ブログ雑記

感じることを、そのままに・・・

じいちゃんの戦争

2015-10-06 11:07:04 | Weblog
戦後70年、厳しい嫌な時代を思い出しながら孫に戦争の話をした。

「じいちゃんは、戦争を知っているの」
「そうだね、じいちゃんが一才になって直ぐ太平洋戦争が始まったんだ。でもね・・七十年たっても、ひどく惨めな戦争中の生活は昨日の出来事のようにハッキリとおぼえている。本当に恐ろしくてたまらなかったんだ。」
 「じいちゃん、戦争ってそんなに怖いの」
「そうさ、テレビのニュースやアニメの戦争とはちがうんだ、じいちゃんは人と人が爆弾や鉄砲で殺し合う中にいたんだ、怖かった。」
 「ぼくはアニメの戦争ゲームをよくするよ」
 「ゲームだと鉄砲で撃たれても痛くもなく、血も出ないだろう、でもね、本当の戦争はね、飛行機から機関銃で逃げまどう人を的あてゲームのように、ダッダッと弾丸をうつんだ、すると音の度に人が倒れて死んでいったんだ。本当に怖かった。ある時弟をつれて川土手を歩いていると飛行機の爆音と、警戒警報のサイレンが聞こえて無我夢中で手をぎゅっと握って、必死に走って返ったことがあった。弟は泣きながら転ばないように小さな足を弾ませていた。心の中でお母さん、お母さんと叫んでいた。空から降ってくる爆弾はどこに落ちるかわからないからとても怖かった。」
 じいちゃんの顔をじっと見上げていた。
 「お父さんが居れば心丈夫だったんだが、満州という零下四十度にもなるものすごく寒い戦場で戦っていて家にはひいばあちゃんと六才の姉ちゃんと三才の弟と四才のじいちゃんの四人だった。夜になると飛行機から落とされた時限爆弾がどこかで突然爆発してドカーン、ドカーンと大きな音が響いて家をガタガタと揺らすんだ、小さな心臓はドキドキして飛び出しそうになった。じいちゃん達は爆発の度にお母さんに抱きついて震えていた。
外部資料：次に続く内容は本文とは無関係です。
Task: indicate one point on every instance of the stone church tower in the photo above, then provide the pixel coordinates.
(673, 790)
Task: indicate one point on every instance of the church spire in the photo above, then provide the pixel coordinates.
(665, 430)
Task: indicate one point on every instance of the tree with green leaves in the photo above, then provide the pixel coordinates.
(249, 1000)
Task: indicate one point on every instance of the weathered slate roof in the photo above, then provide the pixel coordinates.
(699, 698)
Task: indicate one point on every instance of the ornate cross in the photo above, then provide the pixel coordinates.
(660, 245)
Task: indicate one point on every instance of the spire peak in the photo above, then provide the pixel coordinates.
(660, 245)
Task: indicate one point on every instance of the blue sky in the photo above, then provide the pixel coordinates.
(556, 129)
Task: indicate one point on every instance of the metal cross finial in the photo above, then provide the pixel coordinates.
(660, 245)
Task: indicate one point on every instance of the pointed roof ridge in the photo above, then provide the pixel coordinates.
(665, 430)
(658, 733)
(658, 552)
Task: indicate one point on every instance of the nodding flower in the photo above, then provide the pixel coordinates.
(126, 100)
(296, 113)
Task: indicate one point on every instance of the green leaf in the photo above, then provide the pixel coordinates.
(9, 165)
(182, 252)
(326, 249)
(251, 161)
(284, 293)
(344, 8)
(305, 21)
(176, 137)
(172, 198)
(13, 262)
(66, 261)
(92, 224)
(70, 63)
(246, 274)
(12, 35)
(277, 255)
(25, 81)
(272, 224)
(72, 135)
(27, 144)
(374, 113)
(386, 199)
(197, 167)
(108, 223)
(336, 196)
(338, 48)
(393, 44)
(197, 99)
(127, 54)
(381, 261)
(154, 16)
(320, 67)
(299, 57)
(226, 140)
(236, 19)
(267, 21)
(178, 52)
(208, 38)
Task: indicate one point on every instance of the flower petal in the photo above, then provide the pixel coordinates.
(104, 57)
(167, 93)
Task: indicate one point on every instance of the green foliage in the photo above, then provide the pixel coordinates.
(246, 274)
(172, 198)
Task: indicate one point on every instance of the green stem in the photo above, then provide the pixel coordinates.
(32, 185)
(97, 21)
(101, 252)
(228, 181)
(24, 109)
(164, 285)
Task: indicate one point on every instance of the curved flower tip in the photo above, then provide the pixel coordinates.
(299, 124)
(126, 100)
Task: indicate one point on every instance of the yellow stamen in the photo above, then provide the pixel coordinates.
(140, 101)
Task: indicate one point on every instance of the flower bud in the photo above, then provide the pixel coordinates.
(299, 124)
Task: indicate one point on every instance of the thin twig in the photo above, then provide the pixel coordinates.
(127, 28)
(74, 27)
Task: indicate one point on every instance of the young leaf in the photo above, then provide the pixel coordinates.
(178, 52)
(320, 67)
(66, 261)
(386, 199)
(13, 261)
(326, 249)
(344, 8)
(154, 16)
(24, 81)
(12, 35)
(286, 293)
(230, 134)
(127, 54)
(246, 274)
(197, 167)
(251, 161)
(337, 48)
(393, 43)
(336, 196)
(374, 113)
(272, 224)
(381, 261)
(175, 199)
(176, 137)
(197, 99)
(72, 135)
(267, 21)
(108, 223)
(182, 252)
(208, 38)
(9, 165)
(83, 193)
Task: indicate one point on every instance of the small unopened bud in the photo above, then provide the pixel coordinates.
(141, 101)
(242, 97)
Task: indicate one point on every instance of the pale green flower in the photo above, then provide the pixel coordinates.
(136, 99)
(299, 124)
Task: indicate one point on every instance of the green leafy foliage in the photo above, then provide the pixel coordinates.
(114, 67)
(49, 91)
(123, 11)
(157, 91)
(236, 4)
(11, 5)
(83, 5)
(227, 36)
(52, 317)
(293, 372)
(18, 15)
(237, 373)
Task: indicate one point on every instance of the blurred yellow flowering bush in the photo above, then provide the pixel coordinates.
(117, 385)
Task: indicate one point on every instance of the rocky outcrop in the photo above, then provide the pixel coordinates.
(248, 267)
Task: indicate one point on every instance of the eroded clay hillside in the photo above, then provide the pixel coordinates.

防空頭巾をかぶって必死で耳をふさいでいても、ドカーンの音は聞こえて来るんだよ、四才だったから死ぬってことがどうなのかわからなかったけれど怖くてたまらなかった。でも泣いたりしなかった。お母さんの姿を見てじっと我慢をしていたんだ。でも毎日怯える生活も耐えられなくなって、田舎へ疎開することにしたんだ。」
 「じいちゃん、疎開いってどういう事。」
 「街に飛行機が来て爆弾を落とすから、それを避けるために安全な所へ逃げるんだ。引っ越しは大変だったよ、車のない時代だから大八車を借りて母親と幼い子供の四人で家財道具を積み込んで十五キロのガタガタ道を運ばなければならなかった。家は農家の納屋でヘビが卵を飲んでいたり、天井をはっていたり、と驚きの連続だった。前の小川でうなぎをつかみ、夕飯のおかずにしたこともあった。カボチャの花でカエルも釣って食べた。お母さんと土手を開墾して野菜も植えた。大きな切り株や石ころを除けて土を耕すのはとても疲れる仕事だった。お母さんは黙々と働き、腹をすかせた子供達の食事を一番気にしていた。どんなにひどい時もお母さんは子供の事を考えているんだ。うれしかった。」
 「う~ん・・そうだとボクも思うよ、でも忘れて、時々文句を言ったりしているよ」
 「そうだね、今の時代はものが溢れているから仕方ないだろう・・・じいちゃんの戦時中の話をもう少し話そうかな・・・」
 「ボク、もっともっと聞きたい。」
 「そう言えば、農道で暴れ牛に出くわしたことがあった。突進して来る牛の大きさに驚いて立ちすくんでしまった。当たると思った瞬間田圃へ飛び込んで避けた。ドスン、ドスンと土をけ散らし、すごい鼻息で通り過ぎた。飛び起きて一気に走って井戸端でゴクゴクと水を飲んだ。本当に怖かったよ。牛はものすごく大きい黒い岩のかたまりのようだった。」
 「牛がいたの、今は田圃で牛は見ないよ」
 「そうだよね、昔は牛がトラクターの役で鋤を引いて田圃を耕していたんだよ。じいちゃんはお百姓さんの手伝いをした。農作業は鍬を使って田圃を耕して稲の株の掘り起こしや、麦踏みもした。開墾した畑でイモをいっぱい収穫したよ。色々な体験は思い出となっているけど・・戦争は本当にいやだった、戦争をしてはいけない、絶対に。」
 「じいちゃん、戦争はいつ終わったの。」
 「昭和二十年八月十五日が終戦だった。でもその数日前に大空襲があった。夜畑の中にかくれて空を見上げると数えきれない飛行機が頭の上を飛び去って行くんだ、唸るような爆音が響いて、とても怖くて震えていた。街は真っ赤に炎で燃え上がり空一面を昼のように照らしていた。逃げ返ってきたすすけた顔の叔父さんがかすれる声で絞り出すように、焼かれてうめいている人の中を必死でかけてきた、と涙声で話した。兵隊でもない人を無差別に、子供も大人も男も女も、住む家も、何一つ残さず焼き払った恐ろしい焼夷弾を神様も仏様もどうすることも出来なかった。戦争は怖いんだ。平和がいい、平和は本当に素晴らしい、戦争をしない国に生まれて来てよかったね。でも平和を守るのは厳しいぞ」

戦争のない平和な70年が少しずつ変化している。次代の平和を担って行く若者に期待しよう!